Circular References and Copy Behavior
Deep copy handles circular references automatically by tracking copied objects.
import copy
class TreeNode:
def __init__(self, value):
self.value = value
self.parent = None
self.children = []
# Create circular reference
root = TreeNode(1)
child = TreeNode(2)
root.children.append(child)
child.parent = root # Circular reference
# Deep copy handles this correctly
root_copy = copy.deepcopy(root)
print(root_copy.children[0].parent.value) # 1
print(root_copy.children[0].parent is root_copy) # True
Performance Considerations
Benchmark shallow vs deep copy operations to understand performance implications.
import copy
import time
# Create nested structure
data = [[i] * 100 for i in range(1000)]
# Shallow copy timing
start = time.perf_counter()
for _ in range(1000):
shallow = data.copy()
shallow_time = time.perf_counter() - start
# Deep copy timing
start = time.perf_counter()
for _ in range(1000):
deep = copy.deepcopy(data)
deep_time = time.perf_counter() - start
print(f"Shallow: {shallow_time:.4f}s")
print(f"Deep: {deep_time:.4f}s")
print(f"Deep is {deep_time/shallow_time:.1f}x slower")
Deep copies typically run 10-100x slower depending on structure complexity and nesting depth.
Practical Decision Framework
Choose shallow copy when:
- Working with single-level collections of immutable objects (strings, numbers, tuples)
- Performance is critical and you control all mutations
- You explicitly want to share nested object references
Choose deep copy when:
- Nested mutable objects exist (lists of lists, dictionaries of lists)

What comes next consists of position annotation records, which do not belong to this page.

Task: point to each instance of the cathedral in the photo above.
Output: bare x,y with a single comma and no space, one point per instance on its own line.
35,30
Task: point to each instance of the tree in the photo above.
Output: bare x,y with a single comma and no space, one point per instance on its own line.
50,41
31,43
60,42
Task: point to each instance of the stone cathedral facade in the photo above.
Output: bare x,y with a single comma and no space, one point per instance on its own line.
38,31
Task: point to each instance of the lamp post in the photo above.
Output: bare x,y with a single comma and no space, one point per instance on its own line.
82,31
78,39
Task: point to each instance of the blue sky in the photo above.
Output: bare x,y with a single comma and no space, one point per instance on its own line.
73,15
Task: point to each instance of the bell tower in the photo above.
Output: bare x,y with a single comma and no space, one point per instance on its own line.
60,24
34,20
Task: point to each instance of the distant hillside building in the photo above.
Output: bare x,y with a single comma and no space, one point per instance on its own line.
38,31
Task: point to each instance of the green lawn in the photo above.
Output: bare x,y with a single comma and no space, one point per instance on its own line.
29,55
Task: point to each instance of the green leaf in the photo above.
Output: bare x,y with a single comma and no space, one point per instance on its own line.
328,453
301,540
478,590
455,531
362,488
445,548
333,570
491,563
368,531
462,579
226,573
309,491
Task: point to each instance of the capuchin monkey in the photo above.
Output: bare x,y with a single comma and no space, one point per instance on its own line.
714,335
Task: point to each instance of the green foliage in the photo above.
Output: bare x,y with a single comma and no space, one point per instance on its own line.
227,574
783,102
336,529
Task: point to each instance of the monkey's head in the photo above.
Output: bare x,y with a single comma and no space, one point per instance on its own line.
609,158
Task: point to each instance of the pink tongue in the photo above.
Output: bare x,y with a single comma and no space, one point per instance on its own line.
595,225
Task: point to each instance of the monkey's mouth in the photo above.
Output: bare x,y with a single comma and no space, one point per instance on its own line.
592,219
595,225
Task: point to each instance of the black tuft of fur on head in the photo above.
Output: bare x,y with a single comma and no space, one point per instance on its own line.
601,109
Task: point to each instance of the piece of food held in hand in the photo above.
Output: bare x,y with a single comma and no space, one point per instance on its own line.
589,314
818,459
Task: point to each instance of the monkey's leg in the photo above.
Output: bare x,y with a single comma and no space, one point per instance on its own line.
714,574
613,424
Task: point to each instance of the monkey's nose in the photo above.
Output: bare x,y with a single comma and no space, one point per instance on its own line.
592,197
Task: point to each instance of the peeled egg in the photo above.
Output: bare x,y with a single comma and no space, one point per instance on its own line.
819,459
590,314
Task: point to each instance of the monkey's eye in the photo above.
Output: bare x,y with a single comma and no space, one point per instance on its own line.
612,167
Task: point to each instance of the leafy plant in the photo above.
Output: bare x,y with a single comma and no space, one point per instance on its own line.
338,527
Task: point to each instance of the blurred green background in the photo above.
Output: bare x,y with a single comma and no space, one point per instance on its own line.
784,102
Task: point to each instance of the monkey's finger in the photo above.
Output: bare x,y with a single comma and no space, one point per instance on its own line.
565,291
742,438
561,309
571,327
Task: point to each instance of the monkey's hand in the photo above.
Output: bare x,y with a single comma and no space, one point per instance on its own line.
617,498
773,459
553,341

- Complete data isolation is required
- Debugging mysterious shared-state bugs
- Working with user input or untrusted data structures
import copy
def process_config(base_config, overrides):
"""
Safe config processing requires deep copy to prevent
modifications from affecting the base configuration.
"""
config = copy.deepcopy(base_config)
for key, value in overrides.items():
if isinstance(value, dict) and key in config:
config[key].update(value)
else:
config[key] = value
return config
base = {
'database': {'host': 'localhost', 'port': 5432},
'cache': {'ttl': 3600}
}
prod_config = process_config(base, {'database': {'host': 'prod.db'}})
print(base['database']['host']) # 'localhost' (unchanged)
Understanding copy semantics prevents entire classes of bugs related to unintended mutations and shared state. Choose the appropriate copying strategy based on your data structure complexity and performance requirements.